London Assembly members have demanded to see the financial accounts of the company that owns West Ham's London Stadium home amid concerns it is heading towards insolvency.
The centrepiece of the 2012 Olympic and Paralympic Games is owned by E20 Stadium LLP, a joint venture between the London Legacy Development Corporation (LLDC) and Newham Council.
Despite having West Ham as an anchor tenant, the £752m stadium has been dogged by financial concerns as the price tag for converting it from an athletics venue to a football ground, and vice-versa, has repeatedly surpassed estimates.
This has led the assembly's budget and performance committee to take the rare step of issuing a summons notice for E20's 2016/17 accounts.
In a statement, the committee's chairman Gareth Bacon said: "This company spends vast amounts of public money and we know it is in financial difficulty.

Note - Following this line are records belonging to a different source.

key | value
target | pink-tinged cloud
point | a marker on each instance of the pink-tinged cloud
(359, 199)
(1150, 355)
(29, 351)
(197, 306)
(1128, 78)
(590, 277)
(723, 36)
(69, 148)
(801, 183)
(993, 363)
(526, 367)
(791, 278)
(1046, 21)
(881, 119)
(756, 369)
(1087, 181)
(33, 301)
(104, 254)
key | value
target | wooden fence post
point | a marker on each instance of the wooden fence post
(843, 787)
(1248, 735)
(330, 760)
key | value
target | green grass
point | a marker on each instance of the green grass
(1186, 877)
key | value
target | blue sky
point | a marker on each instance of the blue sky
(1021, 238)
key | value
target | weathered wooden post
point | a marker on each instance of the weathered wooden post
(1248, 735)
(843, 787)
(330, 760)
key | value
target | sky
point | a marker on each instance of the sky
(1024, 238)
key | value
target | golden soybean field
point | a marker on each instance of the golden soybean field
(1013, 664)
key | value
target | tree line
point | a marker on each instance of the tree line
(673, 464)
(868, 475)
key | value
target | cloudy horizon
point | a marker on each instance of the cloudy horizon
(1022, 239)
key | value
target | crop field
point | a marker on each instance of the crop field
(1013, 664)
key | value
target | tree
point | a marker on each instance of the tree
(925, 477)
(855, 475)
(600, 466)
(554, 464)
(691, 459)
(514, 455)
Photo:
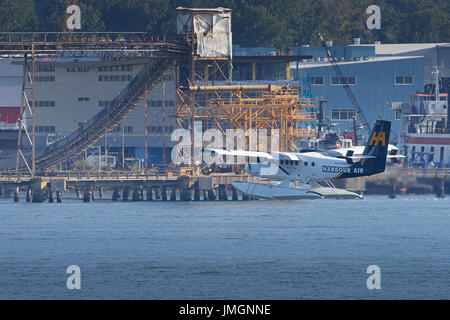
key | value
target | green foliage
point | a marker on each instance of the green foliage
(271, 23)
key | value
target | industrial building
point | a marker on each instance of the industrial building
(70, 91)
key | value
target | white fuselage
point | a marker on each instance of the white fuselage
(310, 166)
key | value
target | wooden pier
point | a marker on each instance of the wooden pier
(122, 186)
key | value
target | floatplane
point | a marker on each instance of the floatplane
(301, 173)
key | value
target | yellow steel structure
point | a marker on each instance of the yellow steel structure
(249, 107)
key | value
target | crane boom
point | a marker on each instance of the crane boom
(349, 92)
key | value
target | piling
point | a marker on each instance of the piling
(223, 193)
(173, 194)
(196, 192)
(439, 187)
(234, 194)
(136, 195)
(392, 188)
(163, 194)
(149, 194)
(88, 196)
(125, 194)
(116, 194)
(29, 195)
(157, 194)
(16, 194)
(185, 194)
(37, 196)
(211, 195)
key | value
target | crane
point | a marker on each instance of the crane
(349, 92)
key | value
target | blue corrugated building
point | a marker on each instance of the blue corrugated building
(374, 82)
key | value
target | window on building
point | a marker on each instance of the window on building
(45, 68)
(168, 77)
(104, 103)
(122, 68)
(45, 129)
(77, 69)
(350, 80)
(45, 103)
(404, 80)
(342, 114)
(316, 81)
(115, 78)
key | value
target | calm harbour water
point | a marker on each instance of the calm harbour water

"But we have been prevented from seeing the accounts of E20 Stadium LLP. Why?
"The assembly needs this information immediately so we can assess whether (London Mayor Sadiq Khan) is making the right decisions when it comes to the London Stadium and Olympic legacy.
"The assembly needs to do its job of scrutinising the issues that matter to London, unhindered."
E20 was unavailable for comment when contacted this afternoon.
Khan announced a review into the Stratford venue last November and is scheduled to receive a much-delayed report on the matter from accountancy firm Moore Stephens by the end of this month. It is hoped that this report will be published before the end of the year.
However, assembly members, whose job it is to hold the mayor to account, are clearly losing patience and E20 now has two weeks to hand over its most recent set of annual accounts.
Earlier this month during a two-hour session at the assembly, the outgoing chief executive and new chairman of LLDC were asked to explain how the stadium's conversion bill rose by £51m in 2016 alone and what they planned to do about it.
Answers were thin on the ground, though, beyond confirming what is now widely known about the real cost of moving the stadium's temporary seating into and out of position so it can be used for athletics, concerts, football and other events.
It is understood, for example, that it cost £8m to transform West Ham's new home into the venue for this summer's World Athletics Championships and back again, instead of the original estimate of £300,000.
These revelations have led some to ask if West Ham's tenancy agreement, which at just £2.5m a year has been described as the "deal of the century", should be revisited.
And there have also been reports that E20 could be placed in administration to allow the whole operation to be restructured.